Eur Psychiatry. 2009 Jan;24(1):17-26. doi: 10.1016/j.eurpsy.2008.08.003. Epub 2008 Oct 14.
Measures of eye movement dysfunction have been considered as candidate endophenotypes for the study of genetic liability in schizophrenia. In this respect it is crucial to confirm a clinical state independentce of these measures. Twenty people with DSM-IV schizophrenia were assessed using a battery of oculomotor tasks in the acute phase of their disorder without being treated with antipsychotic medication and then again in the remission phase under treatment with antipsychotic medication. The saccade latency in the saccade task, the error rate and antisaccade latency in the antisaccade task, and the frequency of unwanted saccades in the active fixation task were stable in time both at the group level and within each individual, showing no relation to the significant improvement in different psychopathological dimensions of these patients. The root mean square error, gain and saccade frequency in the pursuit task were not stable over time, although again this instability was not related to the changes in psychopathological status of these patients. Finally, the saccade frequency in the active fixation task with distracters was not stable in time and was correlated with changes in specific dimensions of psychopathology. These results provide further evidence that saccade and smooth eye pursuit dysfunction measures are not affected by the substantial change in the clinical state of schizophrenia from the acute phase to remission, and strengthen the current view that they can be used as endophenotypes. On the other hand, active fixation might be state-dependent adding to the evidence against its use as a candidate endophenotype in schizophrenia.

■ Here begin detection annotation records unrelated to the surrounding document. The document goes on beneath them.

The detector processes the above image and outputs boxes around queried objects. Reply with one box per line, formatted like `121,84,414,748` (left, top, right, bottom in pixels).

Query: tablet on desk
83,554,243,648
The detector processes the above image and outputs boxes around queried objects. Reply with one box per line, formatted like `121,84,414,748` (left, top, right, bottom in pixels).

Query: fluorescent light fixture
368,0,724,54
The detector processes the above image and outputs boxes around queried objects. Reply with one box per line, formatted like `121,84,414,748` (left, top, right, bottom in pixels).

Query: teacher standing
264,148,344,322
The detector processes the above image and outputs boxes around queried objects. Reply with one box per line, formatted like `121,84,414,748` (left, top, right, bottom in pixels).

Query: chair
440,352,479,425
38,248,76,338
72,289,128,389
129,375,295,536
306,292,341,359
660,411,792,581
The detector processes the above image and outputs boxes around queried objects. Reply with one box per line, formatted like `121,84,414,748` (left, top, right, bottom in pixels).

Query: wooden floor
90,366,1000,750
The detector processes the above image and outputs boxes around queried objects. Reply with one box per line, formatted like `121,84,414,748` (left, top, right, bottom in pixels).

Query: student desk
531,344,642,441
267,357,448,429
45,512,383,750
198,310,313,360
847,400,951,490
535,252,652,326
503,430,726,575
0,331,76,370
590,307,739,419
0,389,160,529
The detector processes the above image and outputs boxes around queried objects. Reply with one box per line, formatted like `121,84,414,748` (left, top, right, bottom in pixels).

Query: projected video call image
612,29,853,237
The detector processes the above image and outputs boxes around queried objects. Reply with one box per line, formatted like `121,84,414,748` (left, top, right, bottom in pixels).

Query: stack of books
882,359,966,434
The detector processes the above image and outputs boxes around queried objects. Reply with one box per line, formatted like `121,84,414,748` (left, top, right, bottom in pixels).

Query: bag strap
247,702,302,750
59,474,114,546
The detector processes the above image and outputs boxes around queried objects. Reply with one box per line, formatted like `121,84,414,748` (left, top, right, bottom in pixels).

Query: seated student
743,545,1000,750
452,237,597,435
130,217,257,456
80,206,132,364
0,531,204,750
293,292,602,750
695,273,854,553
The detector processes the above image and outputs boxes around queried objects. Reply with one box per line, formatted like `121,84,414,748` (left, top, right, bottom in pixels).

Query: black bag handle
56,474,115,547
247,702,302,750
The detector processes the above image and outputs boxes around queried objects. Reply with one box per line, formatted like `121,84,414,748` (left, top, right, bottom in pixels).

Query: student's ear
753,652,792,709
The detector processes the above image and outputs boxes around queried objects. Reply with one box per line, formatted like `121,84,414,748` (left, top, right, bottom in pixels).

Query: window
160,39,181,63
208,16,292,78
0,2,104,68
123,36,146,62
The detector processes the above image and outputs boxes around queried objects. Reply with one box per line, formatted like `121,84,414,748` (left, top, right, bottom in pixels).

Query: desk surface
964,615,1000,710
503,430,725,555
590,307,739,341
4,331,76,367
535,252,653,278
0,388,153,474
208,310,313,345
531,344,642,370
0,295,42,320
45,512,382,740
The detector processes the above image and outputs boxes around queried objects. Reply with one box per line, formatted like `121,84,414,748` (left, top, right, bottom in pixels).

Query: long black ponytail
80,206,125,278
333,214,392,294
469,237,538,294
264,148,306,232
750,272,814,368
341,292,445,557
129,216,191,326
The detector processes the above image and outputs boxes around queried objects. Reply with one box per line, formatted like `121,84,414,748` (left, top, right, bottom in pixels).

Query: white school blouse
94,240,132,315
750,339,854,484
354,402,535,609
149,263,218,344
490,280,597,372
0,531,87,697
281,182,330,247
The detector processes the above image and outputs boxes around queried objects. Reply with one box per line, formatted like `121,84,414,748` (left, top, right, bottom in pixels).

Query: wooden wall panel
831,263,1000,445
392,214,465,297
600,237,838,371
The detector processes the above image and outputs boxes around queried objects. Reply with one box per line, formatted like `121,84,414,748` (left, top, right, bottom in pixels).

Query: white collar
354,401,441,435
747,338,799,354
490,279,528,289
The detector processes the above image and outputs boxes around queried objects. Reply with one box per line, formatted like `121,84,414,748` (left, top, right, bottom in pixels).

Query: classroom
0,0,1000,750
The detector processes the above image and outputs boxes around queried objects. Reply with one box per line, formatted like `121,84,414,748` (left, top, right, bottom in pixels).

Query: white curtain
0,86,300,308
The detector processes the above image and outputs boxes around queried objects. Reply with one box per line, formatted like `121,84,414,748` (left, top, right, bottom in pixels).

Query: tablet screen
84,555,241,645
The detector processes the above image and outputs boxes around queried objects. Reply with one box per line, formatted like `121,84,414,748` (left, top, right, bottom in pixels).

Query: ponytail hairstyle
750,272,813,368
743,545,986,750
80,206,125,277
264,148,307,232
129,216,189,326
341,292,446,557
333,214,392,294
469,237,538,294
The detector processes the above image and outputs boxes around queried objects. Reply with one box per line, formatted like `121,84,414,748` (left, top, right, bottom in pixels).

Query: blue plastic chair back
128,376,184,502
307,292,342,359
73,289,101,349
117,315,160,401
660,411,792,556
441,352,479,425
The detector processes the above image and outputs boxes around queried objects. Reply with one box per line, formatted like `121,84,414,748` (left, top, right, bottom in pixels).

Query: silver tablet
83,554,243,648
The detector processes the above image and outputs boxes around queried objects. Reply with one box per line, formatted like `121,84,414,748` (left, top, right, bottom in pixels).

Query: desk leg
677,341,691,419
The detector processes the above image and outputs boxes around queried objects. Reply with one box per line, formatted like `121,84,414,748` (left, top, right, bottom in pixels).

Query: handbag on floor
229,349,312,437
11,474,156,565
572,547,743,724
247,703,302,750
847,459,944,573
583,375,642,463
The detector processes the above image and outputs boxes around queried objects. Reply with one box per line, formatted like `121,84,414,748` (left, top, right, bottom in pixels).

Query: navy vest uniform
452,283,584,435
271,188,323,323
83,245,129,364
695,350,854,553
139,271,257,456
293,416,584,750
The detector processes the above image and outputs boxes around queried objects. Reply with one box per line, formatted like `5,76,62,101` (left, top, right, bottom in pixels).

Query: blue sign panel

眼球运动功能障碍的测量指标已被视为精神分裂症遗传易感性研究的候选内表型。在这方面,确认这些测量指标与临床状态的独立性至关重要。20名符合《精神疾病诊断与统计手册》第四版(DSM-IV)精神分裂症诊断标准的患者,在疾病急性期未接受抗精神病药物治疗时,通过一系列动眼神经任务进行评估,然后在接受抗精神病药物治疗的缓解期再次进行评估。在扫视任务中的扫视潜伏期、反扫视任务中的错误率和反扫视潜伏期,以及主动注视任务中不必要扫视的频率,在群体水平和个体内部均随时间保持稳定,与这些患者不同精神病理维度的显著改善无关。跟踪任务中的均方根误差、增益和扫视频率随时间不稳定,尽管这种不稳定性同样与这些患者精神病理状态的变化无关。最后,有干扰物的主动注视任务中的扫视频率随时间不稳定,且与精神病理学特定维度的变化相关。这些结果进一步证明,扫视和平滑跟踪功能障碍的测量指标不受精神分裂症从急性期到缓解期临床状态显著变化的影响,并强化了当前认为它们可作为内表型的观点。另一方面,主动注视可能依赖于状态,这进一步证明其不宜作为精神分裂症候选内表型。